Adani $100B pledge and OpenAI tie fuel Indian AI infrastructure rally
Shares in India’s data-centre and power firms jumped after New Delhi’s AI summit and corporate pledges, adding about $4 billion in market value and reshaping investment priorities.

Shares of Indian data-centre and power infrastructure companies jumped in Asian trading on February 23, adding roughly $4 billion in combined market value across 10 firms as investors reacted to New Delhi’s high-profile AI gathering and a string of corporate commitments.
Prime Minister Narendra Modi used the event to reiterate India’s ambition to emerge as a global hub for artificial intelligence in front of executives including OpenAI chief Sam Altman and Anthropic founder Dario Amodei. Market interest concentrated on capital-intensive projects that promise to anchor compute, power and manufacturing capacity in India rather than on traditional software services, which were under pressure amid concerns about rapid advances in foundational models.
The government highlighted steps intended to lower barriers to compute. Vaishnaw said the administration has “already operationalized a shared computing facility with more than 38,000 graphics processing units, or GPUs,” enabling startups, researchers and public institutions to access high-end computing without heavy upfront costs. He added that “AI must not become exclusive. It must remain widely accessible,” and pushed the development of sovereign foundational models, saying “Some of these models meet global benchmarks and in certain tasks rival widely used large language models.” The government is also scaling AI education and reskilling programs to broaden the talent pipeline.
Corporate announcements amplified the market reaction.
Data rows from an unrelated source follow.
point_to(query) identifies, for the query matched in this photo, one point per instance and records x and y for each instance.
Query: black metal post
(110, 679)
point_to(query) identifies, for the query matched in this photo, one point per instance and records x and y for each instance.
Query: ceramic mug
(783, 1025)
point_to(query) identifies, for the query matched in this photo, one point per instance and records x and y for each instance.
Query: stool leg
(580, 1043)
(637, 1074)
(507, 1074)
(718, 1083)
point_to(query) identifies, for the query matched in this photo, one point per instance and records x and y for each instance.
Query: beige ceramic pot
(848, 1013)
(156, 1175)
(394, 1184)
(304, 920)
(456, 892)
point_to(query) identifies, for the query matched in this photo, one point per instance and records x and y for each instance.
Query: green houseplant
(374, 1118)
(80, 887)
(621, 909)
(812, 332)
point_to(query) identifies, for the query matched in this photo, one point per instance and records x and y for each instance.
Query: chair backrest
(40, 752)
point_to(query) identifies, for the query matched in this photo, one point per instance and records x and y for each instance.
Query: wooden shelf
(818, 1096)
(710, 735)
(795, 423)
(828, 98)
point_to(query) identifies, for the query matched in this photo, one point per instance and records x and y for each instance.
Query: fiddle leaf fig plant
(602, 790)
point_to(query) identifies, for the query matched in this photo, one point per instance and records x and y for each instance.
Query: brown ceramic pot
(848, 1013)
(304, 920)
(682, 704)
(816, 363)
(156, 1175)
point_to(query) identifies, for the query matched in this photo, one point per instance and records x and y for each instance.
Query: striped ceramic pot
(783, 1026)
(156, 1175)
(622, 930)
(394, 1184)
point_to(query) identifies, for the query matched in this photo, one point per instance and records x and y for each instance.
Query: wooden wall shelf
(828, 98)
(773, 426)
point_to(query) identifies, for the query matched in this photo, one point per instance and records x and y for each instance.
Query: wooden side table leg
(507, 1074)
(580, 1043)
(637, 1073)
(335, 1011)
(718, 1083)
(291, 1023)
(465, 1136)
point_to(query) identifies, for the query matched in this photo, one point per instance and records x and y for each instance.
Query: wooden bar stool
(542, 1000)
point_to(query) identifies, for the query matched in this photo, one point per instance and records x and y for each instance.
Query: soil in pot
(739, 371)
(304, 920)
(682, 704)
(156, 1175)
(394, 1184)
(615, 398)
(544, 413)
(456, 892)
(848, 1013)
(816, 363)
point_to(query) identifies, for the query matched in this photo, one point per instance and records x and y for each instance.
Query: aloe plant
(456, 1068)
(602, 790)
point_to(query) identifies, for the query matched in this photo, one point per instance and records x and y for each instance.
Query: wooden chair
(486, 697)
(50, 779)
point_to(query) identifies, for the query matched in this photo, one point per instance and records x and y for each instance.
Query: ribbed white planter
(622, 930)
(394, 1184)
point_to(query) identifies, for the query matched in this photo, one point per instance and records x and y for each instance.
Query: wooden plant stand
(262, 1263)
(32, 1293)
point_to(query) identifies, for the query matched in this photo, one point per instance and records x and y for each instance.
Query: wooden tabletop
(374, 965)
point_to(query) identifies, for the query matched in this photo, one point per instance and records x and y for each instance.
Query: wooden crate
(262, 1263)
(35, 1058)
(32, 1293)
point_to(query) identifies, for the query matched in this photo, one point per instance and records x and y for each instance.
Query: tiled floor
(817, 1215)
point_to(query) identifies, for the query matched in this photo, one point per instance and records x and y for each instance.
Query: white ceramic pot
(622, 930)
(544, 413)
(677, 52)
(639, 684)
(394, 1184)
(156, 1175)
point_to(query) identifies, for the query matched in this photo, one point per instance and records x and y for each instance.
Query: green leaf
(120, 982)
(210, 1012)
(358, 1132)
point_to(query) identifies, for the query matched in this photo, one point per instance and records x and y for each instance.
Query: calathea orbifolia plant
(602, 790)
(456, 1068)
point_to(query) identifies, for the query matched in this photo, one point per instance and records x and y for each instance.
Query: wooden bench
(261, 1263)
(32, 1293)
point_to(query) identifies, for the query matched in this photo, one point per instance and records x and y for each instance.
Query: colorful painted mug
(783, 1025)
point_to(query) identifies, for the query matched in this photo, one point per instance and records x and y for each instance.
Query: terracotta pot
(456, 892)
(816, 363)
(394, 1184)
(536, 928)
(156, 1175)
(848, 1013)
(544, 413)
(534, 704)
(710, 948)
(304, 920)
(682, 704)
OpenAI said it will partner with the Tata Group to build a data centre starting at 100 megawatts of capacity with plans to scale to 1 gigawatt. The Adani Group unveiled an ambitious plan to invest $100 billion by 2035 to build renewable-powered, AI-ready data centres, describing a 5 GW effort that links renewable generation, transmission resilience and compute capacity into a single platform. “Unlike conventional data center expansions, the program is designed as a unified energy-and-compute ecosystem, where generation, grid resilience and high-density processing capacity are developed in parallel,” the company said.
Adani has projected that its investment could trigger an additional $150 billion across server manufacturing and sovereign cloud platforms, helping to create what the company described as a $250 billion AI infrastructure ecosystem over the decade. Adani Enterprises was the top gainer on the benchmark index, closing 2.7% higher as investors priced the scale of the commitment.
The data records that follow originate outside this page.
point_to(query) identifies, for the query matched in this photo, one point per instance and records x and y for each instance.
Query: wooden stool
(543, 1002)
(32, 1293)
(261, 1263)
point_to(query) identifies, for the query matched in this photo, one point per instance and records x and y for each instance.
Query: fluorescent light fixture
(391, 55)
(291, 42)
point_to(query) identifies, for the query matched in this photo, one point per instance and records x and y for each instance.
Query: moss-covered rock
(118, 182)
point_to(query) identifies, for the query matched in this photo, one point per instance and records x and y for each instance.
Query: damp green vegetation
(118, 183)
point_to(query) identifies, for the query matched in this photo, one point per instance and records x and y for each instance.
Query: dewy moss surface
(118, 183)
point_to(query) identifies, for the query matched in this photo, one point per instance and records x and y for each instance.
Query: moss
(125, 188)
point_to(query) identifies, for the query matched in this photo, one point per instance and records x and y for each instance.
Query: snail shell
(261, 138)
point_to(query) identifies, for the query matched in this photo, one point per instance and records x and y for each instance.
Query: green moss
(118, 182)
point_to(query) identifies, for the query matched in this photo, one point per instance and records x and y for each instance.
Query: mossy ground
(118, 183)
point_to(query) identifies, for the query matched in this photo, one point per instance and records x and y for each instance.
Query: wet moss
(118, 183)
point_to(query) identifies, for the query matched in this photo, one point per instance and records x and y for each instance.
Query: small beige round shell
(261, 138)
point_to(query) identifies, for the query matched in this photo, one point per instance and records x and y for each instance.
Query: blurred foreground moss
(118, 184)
Analysts framed data-centres as India’s most direct path into the global AI supply chain. “AI-ready data centres would be a critical nerve centre of the AI-driven environment and it's natural that large groups with deep pockets will get future-ready by setting up such data centres,” said Ambareesh Baliga, an independent market analyst. Industry commentators hailed the scale of announcements as a signal of serious infrastructure commitment; Sarbjeet Johnal, founder at Stackpane, called it “a much-needed announcement from India to show the seriousness of AI infrastructure buildout.”
The shift has built winners and losers. Investors piled into power producers, equipment suppliers and developers while traditional software and services stocks such as Infosys and Tata Consultancy Services faced selling pressure as market participants weighed the prospect that advanced models from companies like Anthropic could disrupt productivity-linked services.
Key details remain to be disclosed: full timelines and financing terms for the OpenAI‑Tata data centre, the breakdown and contractual basis for Adani’s $100 billion plan, the roster of the 10 companies that together added $4 billion in market value, and formal attribution for Vaishnaw’s remarks. Regulators and policymakers will also need to balance the economic lift from large-scale infrastructure with risks around concentration of compute, workforce disruption and energy demand as projects scale.